I spent a bit of time in his studio, a giant waterfront warehouse in the southeastern part of the city where strange, sharp-edged contraptions hang from the ceilings. I shared stories about the articles I was writing, increasingly on evictions and the dearth of affordable housing in San Francisco. But as we dissected the problem, Kal rejected what he saw as a narrative of desperation that has been formulated in response to the city's affordable housing crisis.

He had his own rant, saying his community’s impulse to make art was being hindered by anxiety-producing discussions over loss of living space. These constant, embittered discussions were not only tiresome but toxic to creativity, he said, and distracting people from actually engaging in their life’s work.

But something about his argument irked me, since the idea that people should bow out gracefully and pursue their creative endeavors someplace else sounded akin to surrender, while the stories I gravitate toward feature individuals who find a way to dig in and stand their ground. And taken as a whole, the greater the exodus of artists and idealists from San Francisco, the more watered-down the city’s cultural soup starts to feel. We debated it endlessly.

Here’s how Kal phrased it on his blog. “We don’t hang and talk about the revolution or our exciting new piece we are working on any more. The wind has been taken out of our sails.  We react to the corporatists and capitalists, we are not proactive. Our dialogue has been taken from us. I feel like we have played right into their hands in more ways than one.”

He concluded it by saying, “The head fuck, stress and wasted energy. ... There is nothing poetic or magic about it. And I do not see any answer for it in the Bay Area.”

I reflected on our discussions again when I read Mayor Ed Lee’s interview in the New York Times a couple weeks ago, in which Lee commented that “tech workers aren’t robots.” In a city bursting at the seams with makers and dreamers with high aspirations, those who possess coding skills are favored, since their work is perceived as having economic potential. Lee seemed very concerned with creating an environment in which they can thrive.

As the mayor told interviewer Willy Staley: “What I learned with tech companies is I gotta give people room to experiment, and also to make what might later on be a mistake. This is the attitude I want to build within San Francisco — give some time to the tech community. At the end of the day, tech workers are not robots: they feel, they think, they have values.”

That philosophy – the idea that people are people, and need room to breathe, experiment, maybe even maybe mess up – actually makes sense as a core value. The problem, as I see it, is that the economic reality of San Francisco makes it such that this recognition is extended exclusively to the tech set, while the same leeway is not granted to other kinds of makers, or to those pursuing a kind of success that can’t be defined strictly in financial terms.
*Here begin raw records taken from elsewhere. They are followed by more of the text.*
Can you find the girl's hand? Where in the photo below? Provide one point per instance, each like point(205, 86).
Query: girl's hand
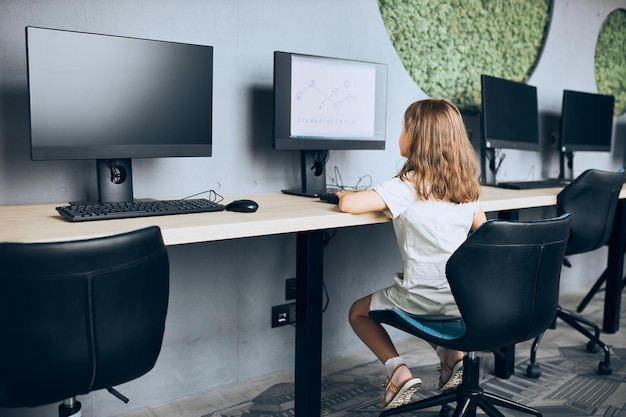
point(360, 202)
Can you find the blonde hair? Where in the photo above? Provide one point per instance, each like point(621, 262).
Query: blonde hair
point(441, 162)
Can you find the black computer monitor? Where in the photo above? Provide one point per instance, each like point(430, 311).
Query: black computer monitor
point(322, 104)
point(510, 117)
point(114, 98)
point(509, 120)
point(586, 122)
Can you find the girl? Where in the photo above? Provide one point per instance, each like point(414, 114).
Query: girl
point(433, 202)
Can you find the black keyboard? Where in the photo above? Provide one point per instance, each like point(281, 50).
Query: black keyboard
point(140, 208)
point(529, 185)
point(329, 198)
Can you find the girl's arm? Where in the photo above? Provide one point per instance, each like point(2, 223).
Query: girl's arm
point(479, 218)
point(360, 202)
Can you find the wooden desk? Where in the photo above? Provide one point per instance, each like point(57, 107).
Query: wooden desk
point(280, 213)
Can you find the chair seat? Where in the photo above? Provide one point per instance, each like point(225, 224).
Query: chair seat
point(441, 329)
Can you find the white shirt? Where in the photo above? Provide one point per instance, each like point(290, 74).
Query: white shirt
point(427, 233)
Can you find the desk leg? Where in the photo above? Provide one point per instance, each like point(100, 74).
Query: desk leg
point(309, 281)
point(615, 271)
point(504, 366)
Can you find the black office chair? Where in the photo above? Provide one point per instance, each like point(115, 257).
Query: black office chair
point(591, 199)
point(80, 316)
point(505, 280)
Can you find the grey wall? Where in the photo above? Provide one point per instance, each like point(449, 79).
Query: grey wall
point(218, 329)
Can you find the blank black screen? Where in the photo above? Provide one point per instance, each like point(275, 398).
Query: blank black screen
point(510, 117)
point(586, 121)
point(101, 97)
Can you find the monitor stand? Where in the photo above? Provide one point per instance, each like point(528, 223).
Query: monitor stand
point(312, 174)
point(115, 180)
point(566, 172)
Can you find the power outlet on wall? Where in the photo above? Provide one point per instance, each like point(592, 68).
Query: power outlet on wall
point(283, 314)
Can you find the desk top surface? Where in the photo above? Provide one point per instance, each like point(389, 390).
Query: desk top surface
point(278, 213)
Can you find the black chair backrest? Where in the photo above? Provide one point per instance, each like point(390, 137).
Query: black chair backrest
point(505, 280)
point(591, 199)
point(81, 315)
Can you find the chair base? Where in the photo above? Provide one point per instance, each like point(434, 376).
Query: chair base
point(594, 345)
point(70, 407)
point(468, 396)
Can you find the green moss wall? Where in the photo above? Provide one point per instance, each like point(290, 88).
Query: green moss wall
point(610, 59)
point(446, 45)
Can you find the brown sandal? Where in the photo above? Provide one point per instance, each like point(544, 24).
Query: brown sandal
point(455, 378)
point(402, 394)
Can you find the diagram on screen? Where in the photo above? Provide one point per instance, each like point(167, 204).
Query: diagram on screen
point(336, 97)
point(332, 98)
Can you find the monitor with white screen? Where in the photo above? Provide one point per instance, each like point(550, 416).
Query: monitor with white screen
point(322, 104)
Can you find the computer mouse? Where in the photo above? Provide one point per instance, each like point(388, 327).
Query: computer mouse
point(242, 206)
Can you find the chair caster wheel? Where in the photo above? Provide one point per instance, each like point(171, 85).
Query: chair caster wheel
point(533, 370)
point(446, 411)
point(605, 368)
point(592, 347)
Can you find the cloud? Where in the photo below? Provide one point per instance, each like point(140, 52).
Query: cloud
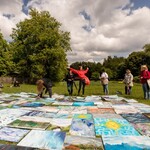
point(98, 29)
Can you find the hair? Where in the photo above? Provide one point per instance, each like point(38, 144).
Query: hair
point(40, 85)
point(144, 67)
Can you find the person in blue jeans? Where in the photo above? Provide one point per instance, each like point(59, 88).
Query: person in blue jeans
point(104, 81)
point(144, 76)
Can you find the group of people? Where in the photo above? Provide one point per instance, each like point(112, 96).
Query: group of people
point(144, 79)
point(104, 79)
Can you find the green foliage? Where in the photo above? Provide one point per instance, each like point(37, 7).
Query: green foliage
point(6, 64)
point(40, 47)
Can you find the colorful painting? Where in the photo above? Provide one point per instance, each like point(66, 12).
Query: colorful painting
point(147, 115)
point(143, 128)
point(125, 109)
point(84, 143)
point(44, 140)
point(101, 110)
point(126, 142)
point(64, 126)
point(82, 125)
point(112, 127)
point(13, 147)
point(83, 104)
point(12, 134)
point(29, 124)
point(136, 118)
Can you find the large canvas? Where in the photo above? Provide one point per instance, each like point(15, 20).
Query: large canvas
point(12, 134)
point(29, 124)
point(82, 125)
point(60, 125)
point(83, 104)
point(136, 118)
point(14, 147)
point(44, 140)
point(84, 143)
point(112, 127)
point(125, 109)
point(147, 115)
point(143, 128)
point(101, 110)
point(126, 142)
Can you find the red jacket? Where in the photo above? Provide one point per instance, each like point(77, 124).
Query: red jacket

At the end of the day, all San Franciscans feel, think, and have values – but only some are receiving support for their work in the form of funding or policies that facilitate their success.

While one class is being encouraged to try, and forgiven when they fail, a different set – the creative or activist types who aren’t doing it for the money – are being sent the message that they must behave like tightrope walkers, or maybe robots, if they want to remain.

There are some signs of creative resistance – a community rallying together in memory of its heroes, some mischievous comic relief, here and there. By tapping into imagination instead of draining it all away with worry, this could prove to be the start of something.